Automating Tenant Onboarding
Manual namespace setup is error-prone. Use a GitOps-based approach:
# Flux Kustomization that creates and configures a new tenant
apiVersion: kustomize.toolkit.fluxcd.io/v1
kind: Kustomization
metadata:
name: tenant-team-alpha
namespace: flux-system
spec:
interval: 10m
sourceRef:
kind: GitRepository
name: cluster-config
path: "./tenants/team-alpha"
prune: true
dependsOn:
- name: infrastructure # Wait for infrastructure components
# tenants/team-alpha/kustomization.yaml
apiVersion: kustomize.config.k8s.io/v1beta1
kind: Kustomization
resources:
- namespace.yaml
- resourcequota.yaml
- limitrange.yaml
- rbac.yaml
- networkpolicy.yaml
This makes tenant onboarding a pull request, fully auditable, and reproducible.
Monitoring Across Tenants
Multi-tenant monitoring requires careful scoping:
# Give tenants access to their own metrics only
apiVersion: rbac.authorization.k8s.io/v1
kind: ClusterRole
metadata:
name: tenant-metrics-reader
rules:
- apiGroups: ["metrics.k8s.io"]
resources: ["pods", "nodes"]
verbs: ["get", "list"]
# Scope is enforced at the namespace level via RoleBinding
---
# In Prometheus, use namespace selectors to scope per-tenant dashboards
# Each team gets a Grafana dashboard scoped to their namespace(s)
Conclusion
Real Kubernetes multi-tenancy is a spectrum, not a binary. Namespaces with ResourceQuota, LimitRange, and NetworkPolicy get you surprisingly far for internal teams where the primary concern is resource contention and accidental interference.

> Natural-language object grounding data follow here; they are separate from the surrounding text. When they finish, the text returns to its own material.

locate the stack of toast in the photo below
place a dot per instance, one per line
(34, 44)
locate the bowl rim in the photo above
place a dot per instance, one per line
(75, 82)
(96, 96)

For stronger isolation — where tenants are external customers, untrusted code runs, or regulatory separation is required — vCluster provides an excellent middle ground between “shared namespace” and “separate cluster.” It gives tenants a full Kubernetes experience while containing blast radius.
The pattern that works: define your isolation requirements first (what can’t one tenant do to another?), then choose the tier of isolation that addresses those requirements. Over-engineering with separate clusters for internal teams that trust each other adds operational overhead without proportional security benefit.
Start with namespace isolation done right, and migrate to vCluster when your isolation requirements demand it.